Fui al piso superior y a lo largo de una galería llegué a la oficina de Bassett. Todavía no estaba él allí. Fui a buscar un trago. Bajo el techo medio plegado del gran patio interior, los bailarines se deslizaban por las baldosas enceradas, al compás de una orquesta diezmada. JEREMY CRANE Y SUS ALEGRES MUCHACHOS, proclamaba un cartel en el tambor.
Las miradas tristes de los músicos resbalaban por sus narices hacia las parejas que se divertían. Estaba tocando diestramente al melancólico Gershwin: «Alguien que me cuide».
Mi amiga campeona de salto, la de las caderas que no se movían, estaba bailando con un individuo del tipo solterón perenne aficionado a la fotografía. Los brillantes de ella refulgían sobre el delgado hombro de él. No le gustó cuando los interrumpí, pero se alejó cortésmente.
Llevaba un vestido con rayas de tigre de profundo escote y falda acampanada, que no le sentaba bien. Su baile era un tanto felino. Se precipitaba de un lado a otro como si estuviera acostumbrada a guiar. Nuestro baile resultó cortésmente intenso, como una lucha entre aficionados, sin desperdiciar aliento en palabras. Cuando acabó dije:
—Me llamo Lew Archer. ¿Puedo hablar con usted?
—¿Por qué no?
Nos sentamos ante una de varias mesas de mármol, separadas de la piscina por un cristal. Dije:
—Permítame ir a buscar un trago.
—Gracias. No bebo. Usted no es socio y no es de los habituales de Sime Graff. Déjeme adivinar —se tocó con los dedos el mentón afilado y sus brillantes refulgieron—. ¿Periodista?
Adivine otra vez.
—¿Policía?
—¿Es muy sutil o soy muy evidente?
Me observó con los ojos entrecerrados y sonrió ligeramente.
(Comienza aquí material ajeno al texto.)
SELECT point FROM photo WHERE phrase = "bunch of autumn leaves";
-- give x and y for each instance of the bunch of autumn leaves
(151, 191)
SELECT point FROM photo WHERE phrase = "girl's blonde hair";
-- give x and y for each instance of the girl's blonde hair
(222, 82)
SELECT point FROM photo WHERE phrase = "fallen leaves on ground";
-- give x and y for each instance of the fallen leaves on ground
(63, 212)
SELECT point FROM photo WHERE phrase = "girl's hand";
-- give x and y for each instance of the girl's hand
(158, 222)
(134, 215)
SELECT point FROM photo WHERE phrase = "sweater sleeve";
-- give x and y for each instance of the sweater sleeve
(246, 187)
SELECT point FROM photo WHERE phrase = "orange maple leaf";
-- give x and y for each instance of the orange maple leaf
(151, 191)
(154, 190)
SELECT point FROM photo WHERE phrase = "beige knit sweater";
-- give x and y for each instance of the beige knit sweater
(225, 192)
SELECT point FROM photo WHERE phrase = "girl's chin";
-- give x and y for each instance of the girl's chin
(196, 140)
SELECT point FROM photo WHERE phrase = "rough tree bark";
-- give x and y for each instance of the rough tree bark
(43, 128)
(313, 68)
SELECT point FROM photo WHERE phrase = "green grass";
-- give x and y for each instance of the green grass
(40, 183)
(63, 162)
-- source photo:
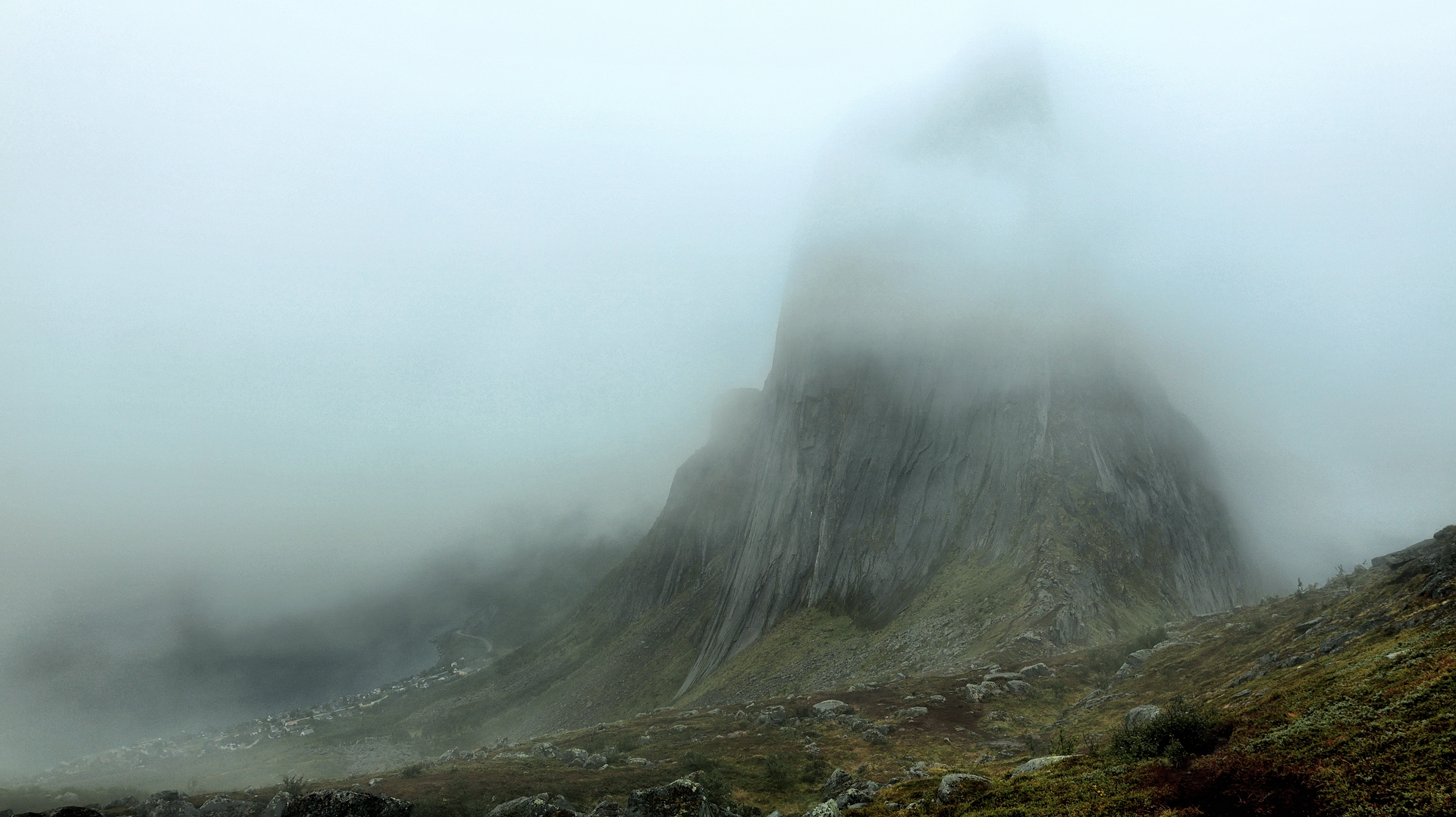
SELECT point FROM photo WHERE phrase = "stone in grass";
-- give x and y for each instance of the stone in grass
(1139, 715)
(956, 788)
(827, 809)
(1038, 763)
(344, 803)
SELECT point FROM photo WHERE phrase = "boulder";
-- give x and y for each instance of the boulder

—No, no diría que es evidente. Sólo que antes me preguntó algo sobre Hester Campbell y me hizo pensar que podía ser policía.
—No sigo su razonamiento.
—¿No? Entonces, ¿por qué está interesado por ella?
—Me temo que no puedo decírselo. Mis labios están sellados.
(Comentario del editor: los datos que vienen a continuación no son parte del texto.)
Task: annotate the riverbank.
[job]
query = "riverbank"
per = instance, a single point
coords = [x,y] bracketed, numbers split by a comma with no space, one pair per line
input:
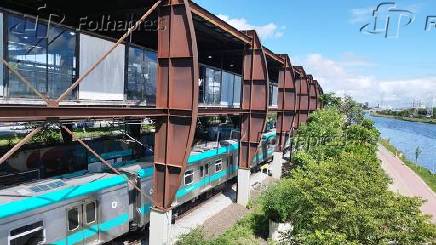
[406,182]
[408,119]
[425,174]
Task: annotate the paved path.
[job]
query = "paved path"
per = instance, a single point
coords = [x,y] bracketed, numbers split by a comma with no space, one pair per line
[213,208]
[406,182]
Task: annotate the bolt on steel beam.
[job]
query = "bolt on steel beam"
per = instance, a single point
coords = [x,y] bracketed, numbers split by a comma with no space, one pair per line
[177,92]
[286,103]
[254,99]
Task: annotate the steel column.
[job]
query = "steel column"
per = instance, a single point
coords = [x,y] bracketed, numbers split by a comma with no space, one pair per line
[254,100]
[177,92]
[312,94]
[286,103]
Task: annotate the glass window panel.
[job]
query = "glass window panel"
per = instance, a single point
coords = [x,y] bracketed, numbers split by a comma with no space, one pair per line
[47,58]
[189,177]
[212,86]
[201,97]
[73,219]
[150,88]
[237,91]
[206,169]
[227,89]
[142,76]
[27,48]
[61,60]
[275,95]
[91,209]
[201,171]
[136,75]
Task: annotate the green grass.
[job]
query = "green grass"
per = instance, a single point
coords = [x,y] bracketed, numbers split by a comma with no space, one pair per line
[247,231]
[425,174]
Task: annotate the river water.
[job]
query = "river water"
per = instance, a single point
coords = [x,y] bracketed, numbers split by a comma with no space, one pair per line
[407,136]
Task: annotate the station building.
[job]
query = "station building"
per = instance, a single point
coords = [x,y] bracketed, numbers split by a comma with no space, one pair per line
[66,62]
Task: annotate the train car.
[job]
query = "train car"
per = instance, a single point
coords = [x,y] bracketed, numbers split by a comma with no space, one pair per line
[79,209]
[94,206]
[266,150]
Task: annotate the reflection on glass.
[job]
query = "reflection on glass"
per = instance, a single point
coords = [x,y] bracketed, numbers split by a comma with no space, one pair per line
[218,87]
[45,57]
[142,75]
[227,89]
[237,91]
[273,94]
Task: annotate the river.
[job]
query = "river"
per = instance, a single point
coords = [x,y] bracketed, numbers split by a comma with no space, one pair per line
[407,136]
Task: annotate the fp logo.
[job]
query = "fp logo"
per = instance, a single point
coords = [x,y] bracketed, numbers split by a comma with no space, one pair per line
[388,20]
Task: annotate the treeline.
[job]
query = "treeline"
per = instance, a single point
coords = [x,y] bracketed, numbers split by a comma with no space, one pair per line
[408,113]
[337,192]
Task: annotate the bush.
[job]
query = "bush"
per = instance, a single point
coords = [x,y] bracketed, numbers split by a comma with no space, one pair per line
[338,192]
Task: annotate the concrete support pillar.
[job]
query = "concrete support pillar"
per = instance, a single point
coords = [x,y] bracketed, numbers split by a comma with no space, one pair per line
[160,227]
[277,165]
[243,186]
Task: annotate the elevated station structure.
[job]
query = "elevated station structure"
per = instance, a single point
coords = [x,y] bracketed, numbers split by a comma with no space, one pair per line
[170,60]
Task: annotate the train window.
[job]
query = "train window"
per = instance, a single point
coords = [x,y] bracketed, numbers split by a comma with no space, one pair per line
[91,212]
[218,165]
[28,234]
[201,171]
[189,177]
[73,219]
[206,169]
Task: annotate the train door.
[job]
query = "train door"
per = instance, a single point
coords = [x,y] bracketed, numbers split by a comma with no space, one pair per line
[230,166]
[82,223]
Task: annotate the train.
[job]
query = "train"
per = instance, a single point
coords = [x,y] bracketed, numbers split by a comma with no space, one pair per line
[95,206]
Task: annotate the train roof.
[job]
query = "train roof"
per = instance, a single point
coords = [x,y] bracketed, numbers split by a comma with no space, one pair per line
[30,196]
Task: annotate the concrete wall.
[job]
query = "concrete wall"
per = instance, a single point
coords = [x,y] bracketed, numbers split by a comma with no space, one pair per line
[107,81]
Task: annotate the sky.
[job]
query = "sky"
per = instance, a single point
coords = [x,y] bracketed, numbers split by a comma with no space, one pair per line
[345,47]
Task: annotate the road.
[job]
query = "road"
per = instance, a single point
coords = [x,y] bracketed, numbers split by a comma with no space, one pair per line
[406,182]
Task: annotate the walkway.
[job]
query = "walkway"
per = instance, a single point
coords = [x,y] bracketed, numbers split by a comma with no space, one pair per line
[219,213]
[406,182]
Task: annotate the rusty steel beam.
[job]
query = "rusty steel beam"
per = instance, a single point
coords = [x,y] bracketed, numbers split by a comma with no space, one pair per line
[312,94]
[214,111]
[177,92]
[254,99]
[217,22]
[302,88]
[276,57]
[286,103]
[319,93]
[43,113]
—Los míos, no —dijo ella—. Dígame, ¿para qué la busca? ¿Por robo?
—No dije que la estuviera buscando.
—Entonces debería hacerlo. Es una ladrona, ¿sabe? —su sonrisa tenía un dejo cortante—. Me robó. Dejé mi monedero en el vestuario de mi cabaña un día del verano pasado. Era por la mañana temprano, así que no había nadie más que los empleados y no me molesté en echar la llave. Hice unos saltos, me di una ducha y cuando me fui a vestir, el monedero había desaparecido.
—¿Cómo sabe que ella lo tomó?
—No hay ninguna duda de que fue ella. La vi escabullirse por el corredor del cuarto de duchas justo antes de descubrir que había desaparecido. Llevaba algo envuelto en una toalla en la mano y tenía una sonrisa de culpabilidad en la cara. No me pudo engañar ni por un momento. Más tarde me acerqué a ella y le pregunté a quemarropa si lo tenía. Por supuesto que lo negó, pero podía ver la mirada burlona de sus ojos.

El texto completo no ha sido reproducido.